Here is what our CEO and Founder, Warren Cowan has to say about dark aisles…
Dark aisles are a reality for many retailers.
Large online retailers often have tens of thousands of products across 40-50 pages, but most of these items live in “dark aisles”, completely invisible in search results. This can be because the category or product ranges of retailers are too extensive, and the product descriptions and data which is captured, and consumers can filter by is too limited. Product description data is often a “set and forget” process, whereby busy merchandising teams either use manufacturer product data or tag products with simple, generic product information or not at all. Merchandising teams often lack the time or mental bandwidth to describe products properly, or simply have too much product to make available online, and not enough time to consider how their customers may search for these across their online store. As a result, customers unwillingly must sift through countless pages and abandon their search, leaving most of the products unseen. This has a huge impact on ecommerce businesses, as only 20-30% of products are ever viewed by customers, while the rest never see the light of day.
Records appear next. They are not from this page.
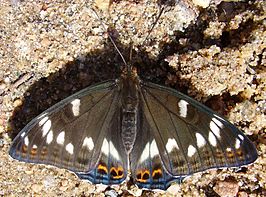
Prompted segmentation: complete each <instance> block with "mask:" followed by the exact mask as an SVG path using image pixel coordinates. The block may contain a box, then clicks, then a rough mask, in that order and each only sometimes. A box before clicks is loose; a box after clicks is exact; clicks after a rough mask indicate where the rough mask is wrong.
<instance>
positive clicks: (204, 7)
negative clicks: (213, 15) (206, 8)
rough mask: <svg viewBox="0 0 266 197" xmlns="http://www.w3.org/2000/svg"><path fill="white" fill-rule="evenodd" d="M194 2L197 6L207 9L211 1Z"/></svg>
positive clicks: (206, 0)
mask: <svg viewBox="0 0 266 197" xmlns="http://www.w3.org/2000/svg"><path fill="white" fill-rule="evenodd" d="M192 2H193V3H194V4H195V5H198V6H200V7H203V8H207V7H208V6H209V5H210V2H211V1H210V0H192Z"/></svg>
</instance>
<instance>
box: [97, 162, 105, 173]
mask: <svg viewBox="0 0 266 197" xmlns="http://www.w3.org/2000/svg"><path fill="white" fill-rule="evenodd" d="M97 169H98V172H99V173H100V174H108V169H107V166H106V165H103V164H99V165H98V168H97Z"/></svg>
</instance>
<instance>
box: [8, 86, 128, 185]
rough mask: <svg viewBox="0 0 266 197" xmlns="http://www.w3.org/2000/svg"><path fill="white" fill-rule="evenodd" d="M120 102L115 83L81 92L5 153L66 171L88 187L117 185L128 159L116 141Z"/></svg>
mask: <svg viewBox="0 0 266 197" xmlns="http://www.w3.org/2000/svg"><path fill="white" fill-rule="evenodd" d="M119 101H120V94H119V92H118V88H117V84H116V81H108V82H105V83H101V84H99V85H96V86H92V87H89V88H86V89H84V90H82V91H80V92H78V93H76V94H74V95H72V96H70V97H68V98H66V99H65V100H63V101H61V102H59V103H58V104H56V105H54V106H53V107H51V108H49V109H48V110H46V111H45V112H43V113H42V114H41V115H39V116H38V117H36V118H35V119H33V120H32V121H31V122H30V123H29V124H28V125H26V127H25V128H24V129H22V130H21V132H20V133H19V134H18V135H17V137H16V138H15V139H14V141H13V144H12V146H11V148H10V152H9V153H10V155H11V156H12V157H13V158H15V159H18V160H20V161H25V162H31V163H41V164H50V165H54V166H58V167H61V168H66V169H69V170H71V171H73V172H75V173H76V174H77V175H78V176H80V177H81V178H85V179H87V180H89V181H91V182H93V183H105V184H113V183H119V182H122V181H123V180H124V179H125V178H126V169H127V159H126V158H127V155H126V153H125V151H123V147H121V146H122V143H121V139H120V138H119V131H120V124H118V121H119V120H118V119H117V117H118V116H117V114H119V113H120V112H119V107H118V103H119ZM114 117H116V119H115V120H114ZM118 149H119V150H122V151H119V153H118V151H117V150H118Z"/></svg>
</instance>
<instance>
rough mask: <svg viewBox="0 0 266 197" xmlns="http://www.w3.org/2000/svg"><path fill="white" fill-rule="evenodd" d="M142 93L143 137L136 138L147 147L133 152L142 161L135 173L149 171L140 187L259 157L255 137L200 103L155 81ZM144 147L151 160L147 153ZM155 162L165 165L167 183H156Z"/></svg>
mask: <svg viewBox="0 0 266 197" xmlns="http://www.w3.org/2000/svg"><path fill="white" fill-rule="evenodd" d="M140 95H141V96H140V121H139V123H138V124H140V125H139V128H140V131H139V133H138V135H142V137H139V141H138V140H137V141H138V146H139V144H142V146H141V150H133V152H132V158H134V161H137V162H136V164H134V163H133V164H132V168H133V169H134V171H136V172H137V171H141V172H143V169H145V170H147V172H149V173H147V175H148V174H149V175H150V176H145V177H146V181H143V177H144V176H141V177H142V178H141V179H139V178H138V175H135V179H136V182H137V183H138V184H139V185H140V186H144V187H147V185H146V184H147V183H149V184H148V187H149V188H159V189H166V187H167V186H169V183H170V182H172V181H173V180H175V181H180V180H181V179H183V178H184V177H185V176H187V175H190V174H192V173H195V172H199V171H203V170H206V169H209V168H215V167H230V166H234V167H237V166H241V165H246V164H249V163H251V162H253V161H254V160H256V158H257V152H256V149H255V147H254V145H253V144H252V143H251V141H250V140H249V139H248V138H247V137H246V136H245V135H243V134H242V133H241V132H240V131H239V130H238V129H237V128H236V127H235V126H233V125H232V124H231V123H230V122H228V121H226V120H225V119H224V118H222V117H221V116H219V115H217V114H216V113H215V112H213V111H211V110H210V109H208V108H207V107H205V106H204V105H202V104H200V103H199V102H197V101H195V100H193V99H191V98H189V97H187V96H185V95H183V94H181V93H179V92H177V91H174V90H172V89H170V88H166V87H162V86H159V85H156V84H153V83H142V84H141V91H140ZM141 111H142V112H141ZM146 132H148V133H149V137H148V140H147V138H145V133H146ZM147 144H148V145H147ZM146 145H147V147H148V148H147V147H146ZM154 147H156V148H157V150H156V149H154ZM138 149H139V147H138ZM145 152H148V153H147V154H146V155H147V156H146V160H145V159H143V157H142V155H143V154H144V153H145ZM156 165H158V166H160V167H159V168H160V169H162V172H163V173H162V174H163V177H165V178H164V179H165V181H166V183H165V185H162V184H157V182H158V180H157V179H153V177H152V175H153V173H154V172H155V171H154V170H155V169H154V167H155V166H156ZM161 166H162V167H163V168H162V167H161ZM145 170H144V171H145ZM139 180H140V181H139ZM141 181H143V182H141ZM165 186H166V187H165Z"/></svg>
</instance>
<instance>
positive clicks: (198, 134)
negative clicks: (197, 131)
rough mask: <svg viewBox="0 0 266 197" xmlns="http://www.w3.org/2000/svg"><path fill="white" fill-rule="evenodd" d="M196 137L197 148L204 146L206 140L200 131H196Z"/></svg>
mask: <svg viewBox="0 0 266 197" xmlns="http://www.w3.org/2000/svg"><path fill="white" fill-rule="evenodd" d="M196 139H197V146H198V147H199V148H201V147H203V146H205V144H206V140H205V139H204V137H203V136H202V135H201V134H200V133H196Z"/></svg>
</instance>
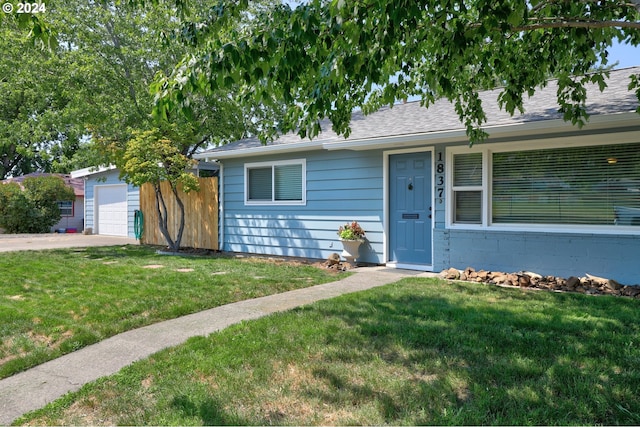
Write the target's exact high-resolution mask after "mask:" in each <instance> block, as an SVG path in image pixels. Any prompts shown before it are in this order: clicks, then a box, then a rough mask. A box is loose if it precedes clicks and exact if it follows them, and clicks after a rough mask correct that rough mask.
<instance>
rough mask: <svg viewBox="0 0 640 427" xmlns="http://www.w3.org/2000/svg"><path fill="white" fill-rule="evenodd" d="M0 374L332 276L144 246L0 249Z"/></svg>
mask: <svg viewBox="0 0 640 427" xmlns="http://www.w3.org/2000/svg"><path fill="white" fill-rule="evenodd" d="M0 272H2V274H1V275H0V339H1V340H2V341H1V344H0V378H4V377H7V376H10V375H12V374H14V373H16V372H19V371H21V370H24V369H27V368H30V367H33V366H35V365H37V364H40V363H43V362H45V361H47V360H51V359H53V358H55V357H58V356H60V355H62V354H65V353H69V352H72V351H74V350H77V349H79V348H81V347H84V346H87V345H89V344H92V343H95V342H97V341H100V340H102V339H105V338H107V337H109V336H112V335H115V334H118V333H120V332H123V331H127V330H130V329H133V328H137V327H140V326H144V325H148V324H151V323H154V322H158V321H161V320H165V319H170V318H175V317H178V316H182V315H185V314H188V313H193V312H197V311H200V310H204V309H207V308H212V307H216V306H220V305H223V304H228V303H231V302H235V301H240V300H245V299H249V298H255V297H259V296H264V295H269V294H274V293H279V292H283V291H287V290H291V289H296V288H303V287H307V286H311V285H315V284H318V283H323V282H329V281H333V280H335V279H336V277H335V275H332V274H330V273H329V272H328V271H323V270H320V269H317V268H314V267H312V266H308V265H306V266H305V265H291V264H287V263H276V262H273V261H267V260H257V259H230V258H223V257H175V256H163V255H157V254H156V253H155V249H153V248H149V247H144V246H122V247H106V248H87V249H69V250H53V251H38V252H36V251H30V252H11V253H3V254H0Z"/></svg>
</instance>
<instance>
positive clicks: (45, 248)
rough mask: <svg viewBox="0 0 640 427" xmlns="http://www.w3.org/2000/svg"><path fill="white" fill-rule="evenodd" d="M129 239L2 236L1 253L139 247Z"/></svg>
mask: <svg viewBox="0 0 640 427" xmlns="http://www.w3.org/2000/svg"><path fill="white" fill-rule="evenodd" d="M137 244H138V241H137V240H136V239H132V238H129V237H116V236H98V235H84V234H80V233H69V234H57V233H50V234H0V252H10V251H28V250H40V249H58V248H86V247H89V246H114V245H137Z"/></svg>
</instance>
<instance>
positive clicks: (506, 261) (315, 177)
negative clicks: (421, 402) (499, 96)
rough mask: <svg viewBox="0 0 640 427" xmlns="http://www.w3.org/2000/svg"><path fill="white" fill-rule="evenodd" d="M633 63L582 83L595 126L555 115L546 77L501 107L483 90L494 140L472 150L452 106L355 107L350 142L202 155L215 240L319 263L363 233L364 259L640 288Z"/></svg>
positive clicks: (636, 128) (291, 138)
mask: <svg viewBox="0 0 640 427" xmlns="http://www.w3.org/2000/svg"><path fill="white" fill-rule="evenodd" d="M638 73H640V67H634V68H627V69H621V70H615V71H612V72H611V74H610V78H609V79H608V80H607V84H608V87H607V88H606V89H605V90H604V92H600V90H599V89H598V88H597V87H595V86H594V87H590V88H589V90H588V100H587V110H588V112H589V113H590V115H591V116H590V120H589V123H588V124H587V125H585V126H584V127H582V128H578V127H577V126H572V125H571V124H570V123H566V122H565V121H563V120H562V116H561V114H559V113H558V109H557V104H556V90H557V88H556V85H555V82H554V81H550V82H549V84H548V85H547V86H546V87H545V88H542V89H539V91H538V92H536V94H535V95H534V96H533V97H531V98H529V99H528V100H526V101H525V105H524V108H525V112H524V113H523V114H520V115H514V116H510V115H509V114H507V113H505V112H503V111H501V110H499V108H498V106H497V101H496V99H497V96H498V93H499V90H496V91H486V92H483V93H482V94H481V97H482V100H483V106H484V107H485V110H486V113H487V117H488V121H487V123H486V124H485V126H484V128H485V129H486V130H487V131H488V132H489V134H490V137H489V138H488V139H487V140H486V141H484V142H482V143H477V144H474V145H473V146H472V147H470V146H469V141H468V139H467V137H466V135H465V131H464V128H463V126H462V124H461V123H460V121H459V119H458V116H457V114H456V113H455V111H454V108H453V105H452V104H451V103H450V102H449V101H446V100H440V101H438V102H437V103H435V104H434V105H432V106H431V107H429V108H428V109H426V108H424V107H421V106H420V104H419V103H417V102H409V103H404V104H398V105H395V106H393V107H392V108H383V109H381V110H379V111H377V112H375V113H373V114H370V115H368V116H364V115H362V114H361V113H358V112H356V113H354V115H353V118H352V123H351V129H352V132H351V135H350V136H349V138H346V139H345V138H344V137H341V136H338V135H336V134H335V133H334V132H332V131H331V130H330V124H329V123H324V124H323V132H322V133H321V134H320V135H319V136H318V137H317V138H315V139H313V140H309V139H302V138H300V137H299V136H297V135H293V134H288V135H284V136H282V137H280V138H279V139H277V140H276V141H273V142H271V143H269V144H267V145H262V144H261V143H260V142H259V141H258V139H246V140H241V141H236V142H234V143H231V144H228V145H225V146H222V147H218V148H215V149H212V150H209V151H206V152H203V153H201V154H199V155H198V156H196V157H199V158H201V159H208V160H210V161H216V162H218V163H219V164H220V248H221V249H222V250H225V251H232V252H245V253H255V254H268V255H277V256H294V257H305V258H318V259H323V258H326V257H328V256H329V255H330V254H331V253H333V252H339V251H340V249H341V245H340V242H339V240H338V236H337V235H336V231H337V230H338V227H339V226H340V225H342V224H344V223H345V222H348V221H354V220H356V221H358V222H359V223H360V224H361V225H362V227H363V228H364V229H365V231H366V236H367V243H366V247H364V248H362V249H361V250H360V258H359V259H358V261H359V262H366V263H375V264H386V265H387V266H392V267H398V268H410V269H417V270H425V271H440V270H442V269H445V268H449V267H456V268H459V269H463V268H465V267H467V266H471V267H474V268H476V269H480V268H482V269H486V270H500V271H522V270H525V271H534V272H537V273H539V274H543V275H547V274H553V275H561V276H564V277H567V276H569V275H584V274H585V273H590V274H594V275H597V276H603V277H608V278H612V279H615V280H617V281H620V282H622V283H627V284H635V283H640V115H639V114H638V113H637V112H636V109H637V108H638V99H637V98H636V96H635V94H634V93H632V92H630V91H629V90H628V85H629V82H630V80H629V76H630V75H632V74H638Z"/></svg>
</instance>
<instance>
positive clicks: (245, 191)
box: [244, 159, 307, 206]
mask: <svg viewBox="0 0 640 427" xmlns="http://www.w3.org/2000/svg"><path fill="white" fill-rule="evenodd" d="M283 165H301V166H302V200H275V194H274V192H275V185H274V184H275V176H274V174H275V172H274V171H275V166H283ZM265 167H271V177H272V181H271V182H272V185H271V200H270V201H269V200H249V169H253V168H265ZM244 204H245V206H306V204H307V161H306V159H293V160H279V161H274V162H256V163H245V164H244Z"/></svg>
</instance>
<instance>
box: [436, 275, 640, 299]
mask: <svg viewBox="0 0 640 427" xmlns="http://www.w3.org/2000/svg"><path fill="white" fill-rule="evenodd" d="M440 277H442V278H443V279H449V280H463V281H467V282H476V283H488V284H493V285H498V286H511V287H520V288H534V289H545V290H550V291H557V292H580V293H584V294H588V295H617V296H623V297H630V298H637V299H640V285H621V284H620V283H618V282H616V281H615V280H613V279H606V278H604V277H597V276H593V275H590V274H586V275H585V276H584V277H575V276H571V277H569V278H566V279H565V278H562V277H557V276H542V275H540V274H537V273H533V272H530V271H523V272H519V273H504V272H500V271H487V270H478V271H476V270H475V269H474V268H472V267H467V268H465V269H464V270H458V269H456V268H449V269H447V270H443V271H442V272H441V273H440Z"/></svg>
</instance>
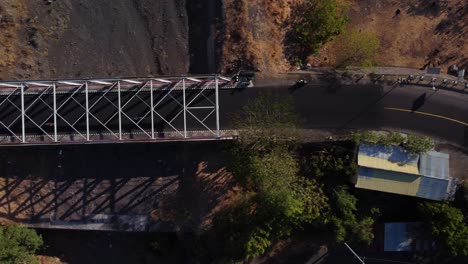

To address the problem of “dark aisles”, retailers need to focus on improving “range exposure”, to ensure their products are visible to customers, and they need to become more “customer intent-led” with how they merchandise their products and SKUs online. Expanding the product catalogue is often seen as a strategy to boost top-line sales, but it can make the site difficult to navigate and it can overwhelm the customer. This is a perfect example of the paradox of choice, whereby the more choices you have, the harder it is to decide. Similarly, retailers tend to rely on discounting undiscovered and unsold products as a means of hitting sales forecasts, but this is very much a one-way street.
Retailers must shift to an intent-led approach, ensuring that products are visible and made relevant to the customer’s needs. Richer, more detailed product descriptions and information, search and filtering options are the foundation of this approach. Technology like machine learning and AI gives retailers the opportunity to enrich product descriptions at scale with more intent-based information, based on customer search behaviour, natural language, pattern recognition, and other attributes. Technology enables retailers to apply this information to every product in their range and automatically keep it up to date. Rather than “set and forget”, product descriptions and information can respond to how seasons, trends, search patterns or range changes, meaning products are always findable.
By shifting to an intent-led commerce model, online retailers can shed light on dark aisles, make their full product and category ranges easier for their customers to shop. By embracing an intent-led commerce approach, retailers can do a better job of surfacing the right products to customers at the right stage of their journey, and as a result be less reliant on pushing offers, and discounting to meet sales targets.